Psychiatr Serv 60:210-216, February 2009
doi: 10.1176/appi.ps.60.2.210
© 2009 American Psychiatric Association
Treatment Patterns for Schizoaffective Disorder and Schizophrenia Among Medicaid Patients
Mark Olfson, M.D., M.P.H.,
Steven C. Marcus, Ph.D. and
George J. Wan, Ph.D., M.P.H.
Dr. Olfson is affiliated with the Department of Psychiatry, Columbia University, New York State Psychiatric Institute, 1051 Riverside Dr., New York, NY 10032 (e-mail: mo49{at}columbia.edu). Dr. Marcus is with the University of Pennsylvania School of Social Policy and Practice, Philadelphia. Dr. Wan is with Ortho-McNeil Janssen Scientific Affairs, LLC, Titusville, New Jersey.
OBJECTIVE: This study compared background characteristics, pharmacologic treatment, and service use of adults treated for schizoaffective disorder and adults treated for schizophrenia. METHODS: Medicaid claims data from two states were analyzed with a focus on adults treated for schizoaffective disorder or schizophrenia. Patient groups were compared regarding demographic characteristics, pharmacologic treatment, and health service use during 180 days before and after a claim for either schizophrenia or schizoaffective disorder. RESULTS: A larger proportion of patients were treated for schizophrenia (N=38,760; 70.1%) than for schizoaffective disorder (N=16,570; 29.9%). During the 180 days before the index diagnosis claim, significantly more patients with schizoaffective disorder than those with schizophrenia were treated for depressive disorder (19.6% versus 11.4%, p<.001), bipolar disorder (14.8% versus 5.8%, p<.001), substance use disorder (11.8% versus 9.7%, p<.001), and anxiety disorder (6.9% versus 5.3%, p<.001). After the index claim, a similar proportion of both diagnostic groups were treated with antipsychotic medications (schizoaffective disorder, 87.3%; schizophrenia, 87.0%), although patients with schizoaffective disorder were significantly more likely than patients with schizophrenia to receive antidepressants (61.7% versus 44.0%, p<.001), mood stabilizers (55.2% versus 34.4%, p<.001), and anxiolytics (43.2% versus 35.1%, p<.001).

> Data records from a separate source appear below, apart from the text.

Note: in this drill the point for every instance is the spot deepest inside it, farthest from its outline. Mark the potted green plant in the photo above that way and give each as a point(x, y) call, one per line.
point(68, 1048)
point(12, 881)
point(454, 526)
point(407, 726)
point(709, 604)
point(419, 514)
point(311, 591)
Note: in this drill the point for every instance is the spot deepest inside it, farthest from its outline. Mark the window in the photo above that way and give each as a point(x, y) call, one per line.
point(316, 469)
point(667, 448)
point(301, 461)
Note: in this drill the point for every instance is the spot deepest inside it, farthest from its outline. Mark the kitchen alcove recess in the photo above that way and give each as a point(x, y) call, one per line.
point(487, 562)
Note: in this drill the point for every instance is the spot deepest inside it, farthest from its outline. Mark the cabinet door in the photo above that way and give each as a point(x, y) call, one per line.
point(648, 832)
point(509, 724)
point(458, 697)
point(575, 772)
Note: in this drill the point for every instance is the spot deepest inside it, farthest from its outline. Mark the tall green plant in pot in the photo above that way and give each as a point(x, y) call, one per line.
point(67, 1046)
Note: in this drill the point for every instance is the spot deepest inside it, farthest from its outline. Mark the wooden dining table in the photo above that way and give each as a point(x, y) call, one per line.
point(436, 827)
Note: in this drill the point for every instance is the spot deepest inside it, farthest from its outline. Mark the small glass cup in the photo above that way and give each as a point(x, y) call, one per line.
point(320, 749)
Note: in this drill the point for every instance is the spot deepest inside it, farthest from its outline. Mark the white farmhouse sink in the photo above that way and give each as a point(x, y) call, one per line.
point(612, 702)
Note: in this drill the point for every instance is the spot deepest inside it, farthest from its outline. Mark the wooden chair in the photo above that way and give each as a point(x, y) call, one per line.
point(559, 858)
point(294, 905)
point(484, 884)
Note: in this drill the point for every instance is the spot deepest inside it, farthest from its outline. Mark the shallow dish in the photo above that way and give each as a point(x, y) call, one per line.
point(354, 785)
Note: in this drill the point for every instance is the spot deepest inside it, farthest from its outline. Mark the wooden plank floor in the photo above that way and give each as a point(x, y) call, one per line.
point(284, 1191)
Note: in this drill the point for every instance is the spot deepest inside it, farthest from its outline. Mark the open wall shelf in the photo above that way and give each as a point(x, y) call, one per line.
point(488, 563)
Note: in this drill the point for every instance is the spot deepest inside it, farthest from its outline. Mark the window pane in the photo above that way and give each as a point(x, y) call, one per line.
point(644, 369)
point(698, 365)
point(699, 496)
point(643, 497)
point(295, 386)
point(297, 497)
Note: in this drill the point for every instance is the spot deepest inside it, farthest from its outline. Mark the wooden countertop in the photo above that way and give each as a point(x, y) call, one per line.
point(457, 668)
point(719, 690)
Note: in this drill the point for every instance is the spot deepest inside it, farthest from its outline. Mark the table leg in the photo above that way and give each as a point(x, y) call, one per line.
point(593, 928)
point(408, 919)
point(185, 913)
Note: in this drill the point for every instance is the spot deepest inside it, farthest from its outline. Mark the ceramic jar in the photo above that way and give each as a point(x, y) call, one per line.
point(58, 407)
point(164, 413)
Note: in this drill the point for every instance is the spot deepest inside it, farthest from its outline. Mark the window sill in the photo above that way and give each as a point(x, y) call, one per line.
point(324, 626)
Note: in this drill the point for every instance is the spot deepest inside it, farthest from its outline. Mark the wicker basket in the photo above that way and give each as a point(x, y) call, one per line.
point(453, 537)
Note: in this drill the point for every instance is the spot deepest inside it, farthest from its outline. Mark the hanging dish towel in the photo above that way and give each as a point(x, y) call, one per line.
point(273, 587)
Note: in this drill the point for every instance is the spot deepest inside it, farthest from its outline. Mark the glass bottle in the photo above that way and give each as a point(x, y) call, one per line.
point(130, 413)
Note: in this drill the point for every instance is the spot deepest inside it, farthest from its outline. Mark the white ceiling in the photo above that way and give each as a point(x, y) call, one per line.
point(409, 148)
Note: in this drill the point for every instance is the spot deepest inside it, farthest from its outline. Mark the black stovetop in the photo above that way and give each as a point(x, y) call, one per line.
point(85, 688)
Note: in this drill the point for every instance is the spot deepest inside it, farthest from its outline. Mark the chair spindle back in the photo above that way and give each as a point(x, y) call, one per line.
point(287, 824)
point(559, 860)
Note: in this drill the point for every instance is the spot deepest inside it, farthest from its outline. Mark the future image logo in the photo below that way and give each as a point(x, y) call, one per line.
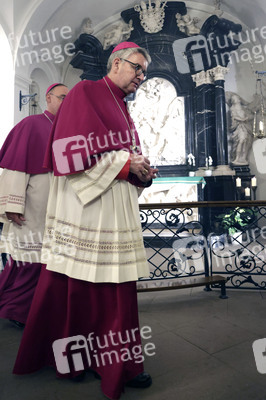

Patients with schizoaffective disorder were also significantly more likely than patients with schizophrenia to receive psychotherapy (23.4% versus 13.0%, p<.001) and inpatient mental health care (9.4% versus 6.2%, p<.001), although the latter was not significant after the analysis controlled for background characteristics. CONCLUSIONS: Schizoaffective disorder is commonly diagnosed among Medicaid beneficiaries. These patients often receive complex pharmacologic regimens, and many also receive treatment for mood disorders. Differences in service use patterns between schizoaffective disorder and schizophrenia argue for separate consideration of their health care needs.